Trying to refinish a Moots seatpost - how can I achieve a similar finish as the Moots one?
- fine sandpaper (1500) brings a shiny finish, similar to Litespeed frames. Not at all like Moots
- got a scrotch-brite pad (7447, I've read that this is what Seven recommends), tried that. Brings a more 'satin' finish, reasonably similar to Seven or Merlin. But again, this is much more shiny and bright than the dull & dark finish from Moots. Plus, 

Any ideas / recommendations?


----------



## tigoat

Pierre said:


> Trying to refinish a Moots seatpost - how can I achieve a similar finish as the Moots one?
> - fine sandpaper (1500) brings a shiny finish, similar to Litespeed frames.

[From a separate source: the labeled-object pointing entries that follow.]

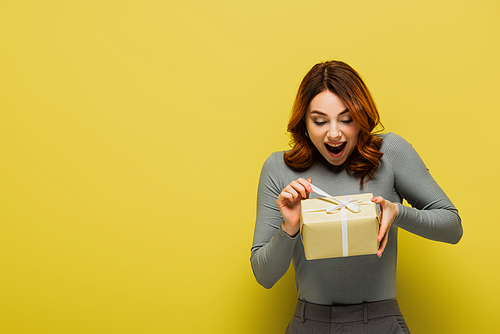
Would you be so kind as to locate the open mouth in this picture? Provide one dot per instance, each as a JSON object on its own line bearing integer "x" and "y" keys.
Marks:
{"x": 335, "y": 148}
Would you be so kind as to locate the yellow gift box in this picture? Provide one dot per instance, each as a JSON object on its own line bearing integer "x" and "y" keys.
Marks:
{"x": 339, "y": 226}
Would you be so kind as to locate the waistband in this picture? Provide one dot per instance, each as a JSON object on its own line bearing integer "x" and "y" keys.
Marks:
{"x": 347, "y": 313}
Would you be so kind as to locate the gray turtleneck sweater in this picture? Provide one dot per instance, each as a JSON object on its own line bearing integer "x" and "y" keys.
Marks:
{"x": 356, "y": 279}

Not at all like Moots
> - got a scrotch-brite pad (7447, I've read that this is what Seven recommends), tried that. Brings a more 'satin' finish, reasonably similar to Seven or Merlin. But again, this is much more shiny and bright than the dull & dark finish from Moots. Plus,
> 
> Any ideas / recommendations?


The only way to duplicate the dull finish is to blast it (with pressure) with fine particles but even then it is difficult to have the exact finish due to variables of particle type, size, and method of blasting. There might other "out of the box" methods to dull it at home (not to Moots dull though), perhaps by rubbing it with carbon powder or by beating it with leather straps.


----------



## Swami Scott

Pierre said:


> Any ideas / recommendations?


I "touched up" A Mooto-X YBB by bead blasting it with a small handheld sand blaster. I was pretty impressed with the results and managed to get the cable runs and a few scratches out. Sheen match was perfect.


----------



## bon_gabs

:thumbsup: 

or by beating it with leather straps. [/QUOTE]


----------



## Poppadaddio

*The Moots Finish*

I just visited the Moots factory in Steamboat Springs, Colorado.
They told me that they finish all their products with a fine glass bead shot blast, if I remember correctly. Although of course there is a certainly an art to it, and you may not have the same combination of equipment.
Try [email protected] and ask them how they do it.
They also have a service where you can send in your frame (if it is a Moots) and they'll refinish it to the same look as new.


----------



## Cat5superstar

Moots will refinish your post and add new decals for $20 and 2 week turn around.


----------